Cansados dos constantes furtos e assaltos nos bairros e do clima de insegurança, moradores dos Jardins Imperador, Márcia e Cruzeiro do Sul, em Suzano, resolveram se unir para combater e evitar a criminalidade. Segundo um dos líderes de um grupo de segurança, Rudge Ramos, de 40 anos, que mora no bairro desde que nasceu, tudo começou com a criação, em 18 de março deste ano, do primeiro grupo de moradores no aplicativo Whatsapp. Por meio dele, as pessoas se comunicavam, informando, uns aos outros, sobre a ocorrência de crimes ou a presença de indivíduos em atitude suspeita nas ruas.

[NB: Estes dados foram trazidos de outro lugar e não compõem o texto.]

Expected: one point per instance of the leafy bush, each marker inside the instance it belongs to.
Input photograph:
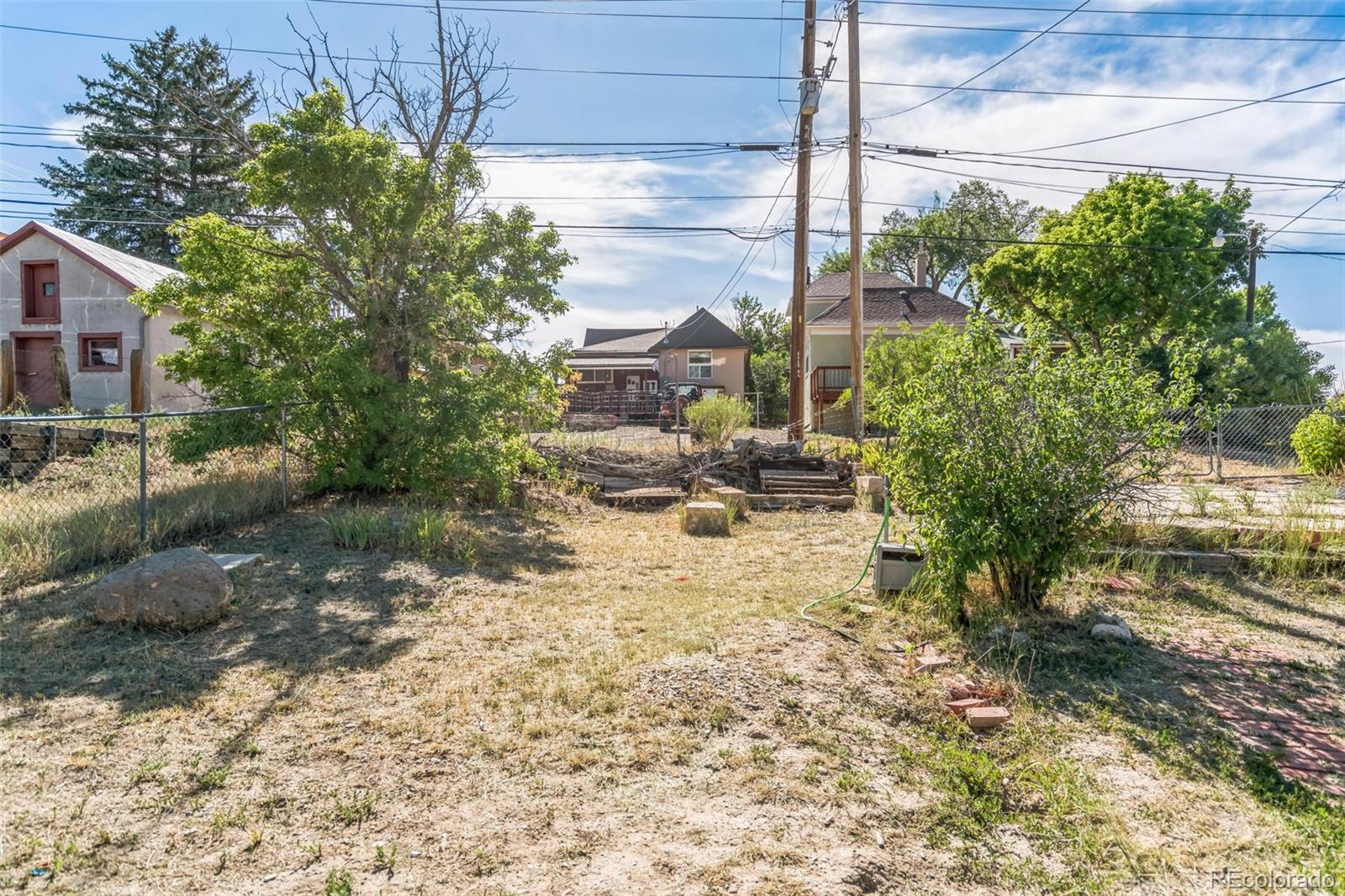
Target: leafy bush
(1015, 463)
(1320, 441)
(771, 378)
(892, 365)
(719, 417)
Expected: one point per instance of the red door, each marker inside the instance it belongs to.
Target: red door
(33, 369)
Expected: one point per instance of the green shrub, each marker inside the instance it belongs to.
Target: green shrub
(1320, 443)
(1015, 463)
(719, 419)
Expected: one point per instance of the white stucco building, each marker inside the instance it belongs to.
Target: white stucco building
(60, 288)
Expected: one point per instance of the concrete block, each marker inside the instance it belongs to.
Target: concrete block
(930, 663)
(731, 497)
(988, 716)
(868, 486)
(705, 519)
(961, 707)
(235, 561)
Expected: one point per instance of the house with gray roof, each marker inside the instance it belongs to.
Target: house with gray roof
(58, 288)
(622, 372)
(892, 306)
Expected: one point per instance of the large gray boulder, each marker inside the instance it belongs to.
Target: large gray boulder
(181, 588)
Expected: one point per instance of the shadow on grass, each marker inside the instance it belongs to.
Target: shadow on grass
(1165, 696)
(306, 607)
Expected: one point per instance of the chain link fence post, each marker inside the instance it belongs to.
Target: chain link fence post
(145, 483)
(1219, 443)
(284, 458)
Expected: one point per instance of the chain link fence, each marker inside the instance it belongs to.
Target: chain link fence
(595, 409)
(89, 488)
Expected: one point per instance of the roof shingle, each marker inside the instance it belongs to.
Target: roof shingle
(837, 286)
(888, 307)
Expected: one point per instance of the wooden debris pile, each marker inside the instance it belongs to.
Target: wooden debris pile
(773, 475)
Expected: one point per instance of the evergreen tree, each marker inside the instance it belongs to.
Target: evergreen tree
(155, 145)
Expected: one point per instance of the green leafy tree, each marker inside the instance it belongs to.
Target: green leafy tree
(1013, 465)
(767, 329)
(159, 145)
(1145, 296)
(719, 419)
(1320, 440)
(768, 365)
(974, 213)
(381, 299)
(836, 261)
(770, 374)
(894, 366)
(1258, 365)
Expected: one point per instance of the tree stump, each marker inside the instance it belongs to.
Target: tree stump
(705, 519)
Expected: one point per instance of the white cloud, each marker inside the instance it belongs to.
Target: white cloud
(639, 279)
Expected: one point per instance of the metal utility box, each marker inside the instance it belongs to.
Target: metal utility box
(894, 567)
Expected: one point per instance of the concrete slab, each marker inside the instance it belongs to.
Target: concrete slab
(233, 561)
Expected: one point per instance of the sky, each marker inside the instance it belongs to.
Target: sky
(647, 280)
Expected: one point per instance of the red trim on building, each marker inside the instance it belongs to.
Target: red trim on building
(26, 284)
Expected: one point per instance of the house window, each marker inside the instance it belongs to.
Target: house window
(100, 351)
(40, 293)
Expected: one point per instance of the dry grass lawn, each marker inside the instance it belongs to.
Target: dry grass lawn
(604, 705)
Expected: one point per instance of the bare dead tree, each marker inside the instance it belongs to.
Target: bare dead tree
(430, 104)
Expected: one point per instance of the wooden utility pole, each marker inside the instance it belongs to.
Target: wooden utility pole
(61, 373)
(139, 385)
(1251, 276)
(856, 225)
(8, 383)
(804, 187)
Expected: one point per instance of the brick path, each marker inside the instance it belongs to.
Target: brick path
(1266, 698)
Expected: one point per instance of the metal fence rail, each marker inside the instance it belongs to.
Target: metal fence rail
(632, 407)
(78, 490)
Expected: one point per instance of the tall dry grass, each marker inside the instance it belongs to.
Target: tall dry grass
(81, 512)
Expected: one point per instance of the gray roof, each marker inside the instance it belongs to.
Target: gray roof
(703, 329)
(595, 362)
(837, 286)
(595, 335)
(888, 308)
(134, 272)
(634, 342)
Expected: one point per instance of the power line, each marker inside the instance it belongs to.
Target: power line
(1004, 159)
(762, 235)
(555, 158)
(1098, 11)
(715, 76)
(798, 19)
(988, 69)
(1170, 124)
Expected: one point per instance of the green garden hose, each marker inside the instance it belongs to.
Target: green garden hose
(868, 564)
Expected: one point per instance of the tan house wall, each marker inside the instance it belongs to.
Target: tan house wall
(728, 367)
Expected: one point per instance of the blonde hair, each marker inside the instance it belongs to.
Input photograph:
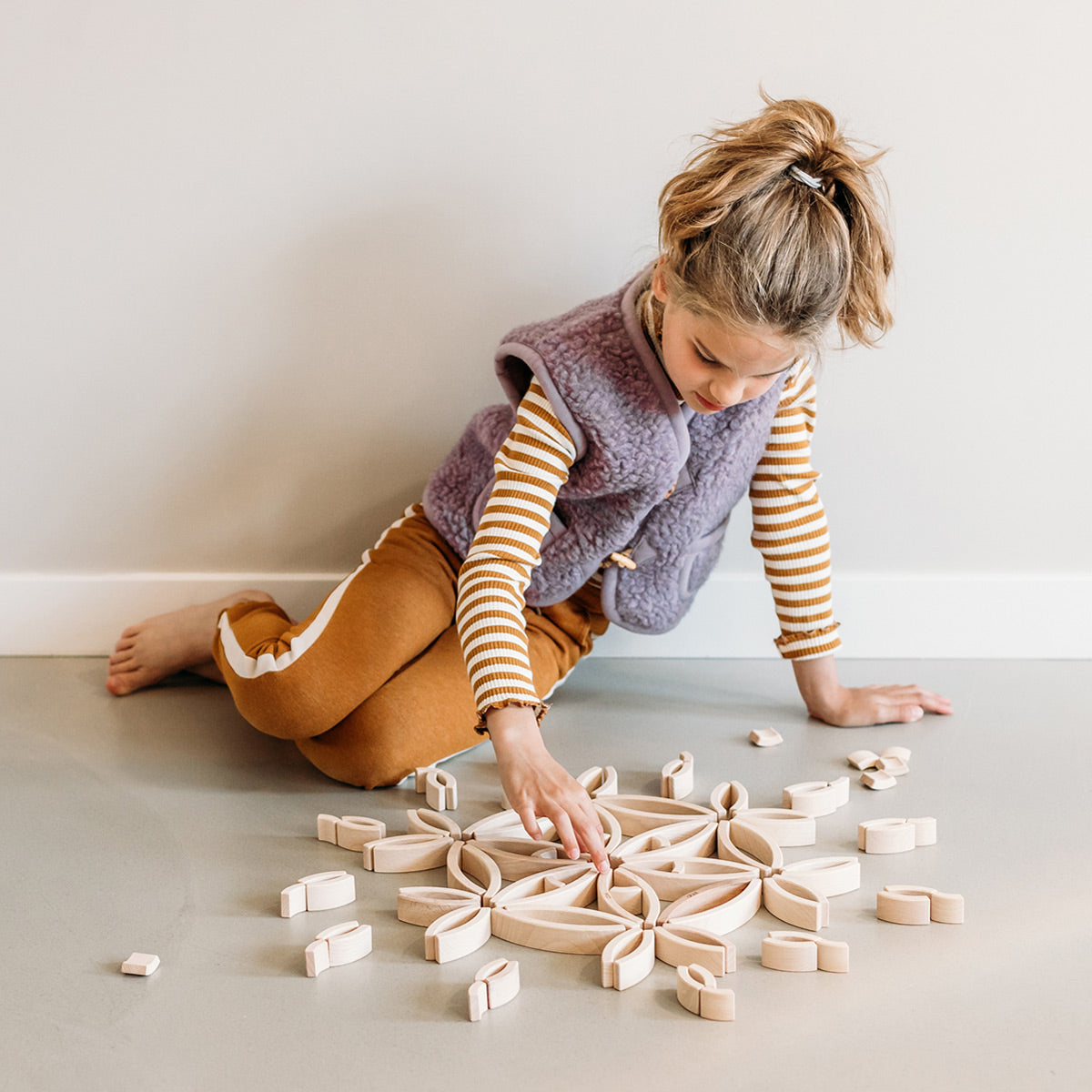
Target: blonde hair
(746, 240)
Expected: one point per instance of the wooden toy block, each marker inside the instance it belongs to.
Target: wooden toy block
(678, 945)
(698, 993)
(676, 778)
(720, 907)
(794, 904)
(427, 822)
(142, 964)
(691, 839)
(916, 905)
(423, 905)
(470, 869)
(863, 759)
(628, 959)
(672, 878)
(407, 853)
(458, 934)
(639, 814)
(566, 929)
(600, 781)
(798, 953)
(441, 791)
(878, 780)
(827, 876)
(813, 797)
(765, 737)
(338, 945)
(571, 885)
(780, 825)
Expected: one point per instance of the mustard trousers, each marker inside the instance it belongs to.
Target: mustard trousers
(372, 685)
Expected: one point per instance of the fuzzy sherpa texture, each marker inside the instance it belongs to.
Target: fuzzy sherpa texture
(633, 447)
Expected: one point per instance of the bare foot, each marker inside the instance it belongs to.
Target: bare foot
(165, 644)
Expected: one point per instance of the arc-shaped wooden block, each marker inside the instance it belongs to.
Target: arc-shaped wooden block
(571, 885)
(495, 984)
(337, 945)
(698, 993)
(895, 835)
(678, 945)
(688, 839)
(795, 904)
(639, 814)
(720, 907)
(470, 869)
(423, 905)
(902, 905)
(780, 825)
(600, 781)
(729, 798)
(349, 833)
(458, 934)
(407, 853)
(796, 953)
(736, 841)
(427, 822)
(566, 929)
(765, 737)
(676, 778)
(628, 959)
(827, 876)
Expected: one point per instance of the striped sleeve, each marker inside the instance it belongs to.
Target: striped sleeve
(790, 525)
(532, 465)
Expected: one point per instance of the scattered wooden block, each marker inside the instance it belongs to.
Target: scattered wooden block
(917, 905)
(698, 993)
(676, 778)
(142, 964)
(798, 953)
(765, 737)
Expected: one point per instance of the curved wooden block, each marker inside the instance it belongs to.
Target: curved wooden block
(572, 885)
(827, 876)
(423, 905)
(557, 928)
(678, 945)
(470, 869)
(407, 853)
(628, 959)
(795, 904)
(720, 907)
(676, 778)
(765, 737)
(458, 934)
(427, 822)
(639, 814)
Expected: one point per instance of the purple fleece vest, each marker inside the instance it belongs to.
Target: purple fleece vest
(650, 475)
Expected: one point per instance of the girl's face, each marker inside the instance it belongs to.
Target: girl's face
(713, 366)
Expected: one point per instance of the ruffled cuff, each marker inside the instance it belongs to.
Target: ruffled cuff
(541, 709)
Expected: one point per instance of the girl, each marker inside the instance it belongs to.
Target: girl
(599, 492)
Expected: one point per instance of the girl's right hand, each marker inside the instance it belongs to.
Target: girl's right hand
(538, 785)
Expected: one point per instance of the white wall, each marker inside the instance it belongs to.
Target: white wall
(257, 255)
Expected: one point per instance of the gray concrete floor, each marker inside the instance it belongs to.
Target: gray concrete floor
(162, 823)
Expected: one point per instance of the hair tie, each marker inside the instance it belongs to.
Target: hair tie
(801, 176)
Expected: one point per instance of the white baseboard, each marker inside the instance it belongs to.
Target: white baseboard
(884, 616)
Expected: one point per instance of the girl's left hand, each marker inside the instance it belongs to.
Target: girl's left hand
(856, 707)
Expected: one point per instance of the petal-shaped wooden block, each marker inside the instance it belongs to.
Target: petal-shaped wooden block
(795, 904)
(407, 853)
(678, 945)
(720, 907)
(628, 959)
(639, 814)
(458, 934)
(557, 928)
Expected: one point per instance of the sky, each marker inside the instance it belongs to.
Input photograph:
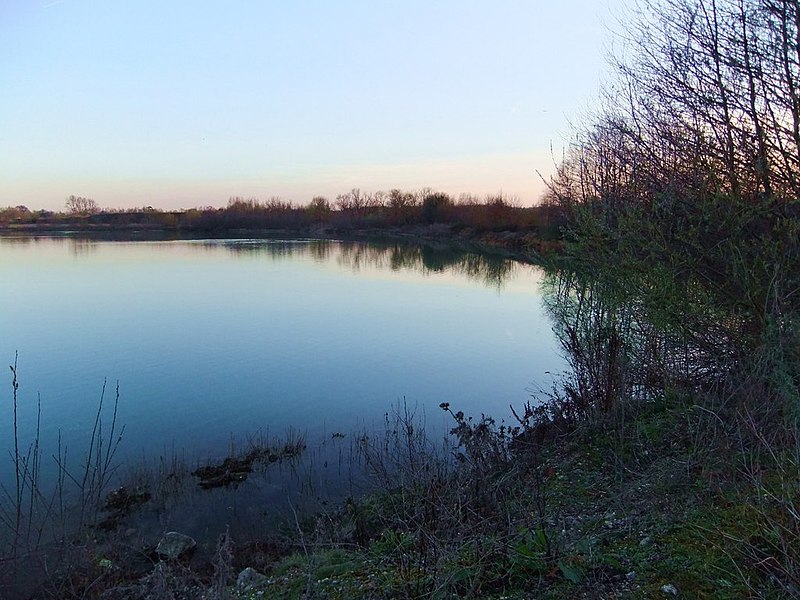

Em 7 de julho deste ano foi criado o segundo grupo no aplicativo, somando, com o grupo 1, cerca de 400 pessoas ao todo. Depois, criaram outro grupo com os 12 líderes dos três bairros. "O grupo da liderança toma conta desses dois grupos e a gente se reúne para debater alguns assuntos, traçar metas, passa para esses dois grupos e adota providências", explicou Ramos. 
O grupo 1 surgiu justamente da necessidade de fazer alguma coisa diante dos muitos roubos e furtos a residências, ao passo que as reuniões começaram a acontecer nas casas dos moradores. Das reuniões, partiu a ideia de chamar o prefeito Rodrigo Ashiuchi (PR) e o secretário de Segurança, Fátimo Aparecido Rodrigues, bem como o comando da Polícia Militar na cidade, para pedir auxílio. No dia 26 de junho, a comunidade se reuniu com as autoridades do município e expôs a situação em um encontro na Igreja do Divino no Jardim Imperador. Lá foi passado para eles o que estava acontecendo e os moradores aguardaram por providências. No entanto, dias depois houve um roubo com retenção de vítima no Jardim Imperador. O pessoal do grupo foi chamado pela liderança dos bairros para uma reunião e foi contratada uma empresa para fazer a segurança do bairro.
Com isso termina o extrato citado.